Un cliente borracho silbó desde una mesa.

—Con ese uniforme tan apretadito, deberías estar en mi regazo, no sirviendo arroz —se burló con carcajada babosa.

Ella lo ignoró. Se agachó a limpiar los restos mientras la rabia le arañaba las costillas y el miedo le paralizaba los dedos.

—Alma. ¡A mi oficina!

La voz. Esa voz.

No necesitó girarse. Sabía que él estaba allí. Esteban.

Caminó hasta su oficina sin decir palabra. Él cerró la puerta. Echó el seguro. Se apoyó en el escritorio con esa sonrisa suya de depredador que cree tener el mundo bajo control.

—¿Ya pensaste lo que hablamos?

—No robé nada. No soy una ladrona —repitió Alma, bajito. Como si todavía tuviera derecho a defenderse.

—No me importa. Los videos dicen lo contrario. Y yo puedo hacerlos llegar a migración… o podemos arreglarnos entre nosotros. Como adultos. Una noche. Solo una —le rozó el brazo con los dedos. Una caricia que dolía más que una bofetada.

Ella tragó bilis.

—Prefiero la cárcel.

Esteban soltó una tétrica carcajada.

—Tres días, Alma. Después, no podré ayudarte —murmuró él, como si de verdad creyera que le estaba haciendo un favor.

Alma salió corriendo. Atravesó la cocina como un fantasma, esquivó las miradas ajenas, empujó la puerta del baño y se encerró. Abrió la llave del lavamanos. El agua caía, pero no limpiaba nada. Ni sus manos. Ni su alma.

Se miró en el espejo. Tenía ojeras profundas, el cabello sin vida, los labios partidos. No era la chica que había llegado a Liorenza llena de ilusiones. No… ya no.

La habían engañado.

Le ofrecieron una beca para estudiar arte en la prestigiosa Academia Fiorentti. Parecía un sueño. Salió de su país con la mochila llena de pinceles y esperanza. Pero al llegar, todo fue mentira.

La beca no existía. La dirección era falsa. Los hombres que la “recibieron” le arrebataron los papeles y la retuvieron. Logró escapar en una redada policial, sin nombre, sin documentos, sin nadie que la creyera. Desde entonces sobrevivía en silencio. En la sombra.

Abrió su taquilla. Sacó una servilleta arrugada. Escondió dentro un puñado de arroz frío. Su cena. Su vergüenza. Su realidad.

Se puso la chaqueta rota. El mundo la esperaba con los colmillos afilados. Salió a la noche húmeda.

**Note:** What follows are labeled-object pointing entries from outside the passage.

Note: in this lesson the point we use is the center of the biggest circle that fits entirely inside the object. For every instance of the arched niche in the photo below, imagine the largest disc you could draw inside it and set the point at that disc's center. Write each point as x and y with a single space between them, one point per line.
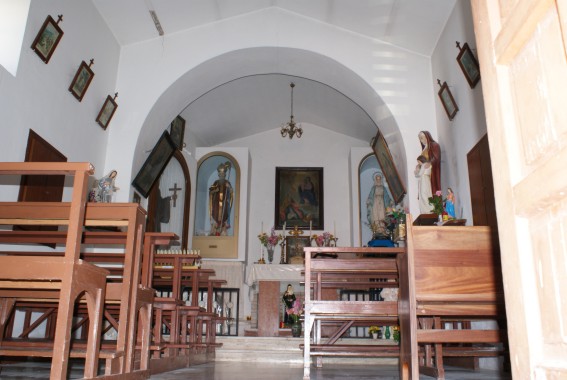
217 206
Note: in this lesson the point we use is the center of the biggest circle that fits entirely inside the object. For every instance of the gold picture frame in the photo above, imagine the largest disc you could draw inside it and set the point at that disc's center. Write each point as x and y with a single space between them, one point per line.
447 100
468 64
81 81
48 38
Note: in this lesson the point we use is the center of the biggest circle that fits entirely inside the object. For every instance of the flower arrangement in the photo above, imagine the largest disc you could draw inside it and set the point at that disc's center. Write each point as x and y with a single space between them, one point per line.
295 312
437 202
373 329
270 241
323 239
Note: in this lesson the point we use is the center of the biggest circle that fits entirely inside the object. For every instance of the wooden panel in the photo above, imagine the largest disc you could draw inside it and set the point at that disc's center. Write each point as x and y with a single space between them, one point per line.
521 48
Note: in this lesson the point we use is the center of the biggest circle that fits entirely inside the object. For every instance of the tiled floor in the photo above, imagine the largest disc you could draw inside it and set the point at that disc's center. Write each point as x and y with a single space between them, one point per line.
268 371
258 371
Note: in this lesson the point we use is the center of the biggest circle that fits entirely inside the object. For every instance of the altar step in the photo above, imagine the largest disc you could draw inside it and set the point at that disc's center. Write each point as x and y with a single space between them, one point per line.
279 350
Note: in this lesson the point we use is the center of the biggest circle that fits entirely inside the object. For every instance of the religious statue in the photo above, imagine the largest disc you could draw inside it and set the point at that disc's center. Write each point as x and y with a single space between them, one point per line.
432 153
450 203
376 203
221 197
423 174
288 299
104 188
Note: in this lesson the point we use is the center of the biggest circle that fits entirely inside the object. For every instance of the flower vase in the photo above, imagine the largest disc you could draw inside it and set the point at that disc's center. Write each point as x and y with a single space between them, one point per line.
296 329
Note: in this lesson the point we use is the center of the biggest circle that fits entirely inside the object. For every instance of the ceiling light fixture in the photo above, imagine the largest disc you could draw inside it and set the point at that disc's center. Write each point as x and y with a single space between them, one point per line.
290 128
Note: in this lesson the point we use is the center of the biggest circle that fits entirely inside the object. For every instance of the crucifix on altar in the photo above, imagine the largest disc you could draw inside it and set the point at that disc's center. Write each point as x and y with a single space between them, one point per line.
175 189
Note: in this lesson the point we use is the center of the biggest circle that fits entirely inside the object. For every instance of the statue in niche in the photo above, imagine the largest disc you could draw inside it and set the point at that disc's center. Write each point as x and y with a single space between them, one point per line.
376 203
432 153
221 197
288 299
104 188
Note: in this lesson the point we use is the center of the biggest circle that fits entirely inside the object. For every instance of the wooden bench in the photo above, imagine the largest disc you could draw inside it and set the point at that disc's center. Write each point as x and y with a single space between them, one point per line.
449 274
126 301
346 268
69 275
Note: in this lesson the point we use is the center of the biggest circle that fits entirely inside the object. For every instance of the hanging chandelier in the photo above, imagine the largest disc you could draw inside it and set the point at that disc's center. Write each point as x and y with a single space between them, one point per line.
291 128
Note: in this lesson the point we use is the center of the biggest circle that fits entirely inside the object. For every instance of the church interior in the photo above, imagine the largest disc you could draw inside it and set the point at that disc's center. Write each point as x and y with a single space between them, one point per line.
199 162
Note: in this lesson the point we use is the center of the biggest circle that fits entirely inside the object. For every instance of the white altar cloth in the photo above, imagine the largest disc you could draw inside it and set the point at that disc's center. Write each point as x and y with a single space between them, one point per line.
274 272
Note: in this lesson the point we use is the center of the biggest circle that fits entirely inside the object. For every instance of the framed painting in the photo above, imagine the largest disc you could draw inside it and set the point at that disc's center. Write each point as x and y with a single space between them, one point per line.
48 38
447 100
82 80
294 248
299 198
177 131
469 64
384 158
154 165
107 111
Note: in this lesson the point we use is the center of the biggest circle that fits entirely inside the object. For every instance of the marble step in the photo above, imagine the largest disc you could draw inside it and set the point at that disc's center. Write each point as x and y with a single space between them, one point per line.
279 350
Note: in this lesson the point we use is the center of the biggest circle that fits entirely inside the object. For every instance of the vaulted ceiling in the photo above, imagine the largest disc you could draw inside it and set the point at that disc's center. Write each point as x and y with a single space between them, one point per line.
413 25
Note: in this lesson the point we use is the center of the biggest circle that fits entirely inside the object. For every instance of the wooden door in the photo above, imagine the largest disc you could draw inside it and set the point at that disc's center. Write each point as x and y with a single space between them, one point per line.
521 46
480 182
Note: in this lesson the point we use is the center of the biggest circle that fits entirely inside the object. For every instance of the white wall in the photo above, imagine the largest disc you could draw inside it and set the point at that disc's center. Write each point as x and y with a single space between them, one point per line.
458 136
38 97
150 71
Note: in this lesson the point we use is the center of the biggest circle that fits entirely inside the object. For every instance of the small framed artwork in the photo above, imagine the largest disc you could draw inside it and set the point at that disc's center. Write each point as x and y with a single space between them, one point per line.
469 64
447 100
294 248
154 165
177 131
299 198
48 38
107 111
384 158
82 80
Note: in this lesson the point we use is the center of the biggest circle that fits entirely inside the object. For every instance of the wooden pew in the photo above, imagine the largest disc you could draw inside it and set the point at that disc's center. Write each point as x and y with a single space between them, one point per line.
448 274
354 268
126 300
69 275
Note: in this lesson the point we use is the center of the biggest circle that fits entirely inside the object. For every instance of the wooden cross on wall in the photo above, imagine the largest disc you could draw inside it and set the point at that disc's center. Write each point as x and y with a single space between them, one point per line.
175 189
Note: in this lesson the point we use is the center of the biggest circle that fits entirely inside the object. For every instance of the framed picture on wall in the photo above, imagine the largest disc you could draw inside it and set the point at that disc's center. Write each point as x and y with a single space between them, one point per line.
384 158
107 111
299 198
294 248
154 165
48 38
82 80
447 100
177 131
469 64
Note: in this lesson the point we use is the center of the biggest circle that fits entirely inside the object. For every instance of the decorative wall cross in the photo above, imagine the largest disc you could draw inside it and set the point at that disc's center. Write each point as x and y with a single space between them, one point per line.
175 189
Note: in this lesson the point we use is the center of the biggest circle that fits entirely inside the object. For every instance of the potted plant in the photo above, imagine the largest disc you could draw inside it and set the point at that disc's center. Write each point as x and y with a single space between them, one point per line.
294 314
374 331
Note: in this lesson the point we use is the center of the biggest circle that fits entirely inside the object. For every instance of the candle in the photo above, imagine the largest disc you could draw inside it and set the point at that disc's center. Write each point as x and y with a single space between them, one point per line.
334 229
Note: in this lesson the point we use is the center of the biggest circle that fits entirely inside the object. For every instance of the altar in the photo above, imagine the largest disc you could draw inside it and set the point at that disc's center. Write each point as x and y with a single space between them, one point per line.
265 279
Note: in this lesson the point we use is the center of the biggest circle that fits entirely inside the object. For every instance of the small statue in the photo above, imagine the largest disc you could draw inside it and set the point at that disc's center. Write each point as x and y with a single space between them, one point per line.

Llovía. Otra vez. Siempre llovía cuando más le dolía el alma.

Y mientras caminaba bajo la lluvia, con el alma hecha jirones y los bolsillos vacíos, una idea empezó a germinar entre la rabia y el miedo.

No podía seguir así. No una noche más.

Porque si nadie venía a salvarla…entonces iba a salvarse sola. Aunque tuviera que cruzar una línea de la que no pudiera volver.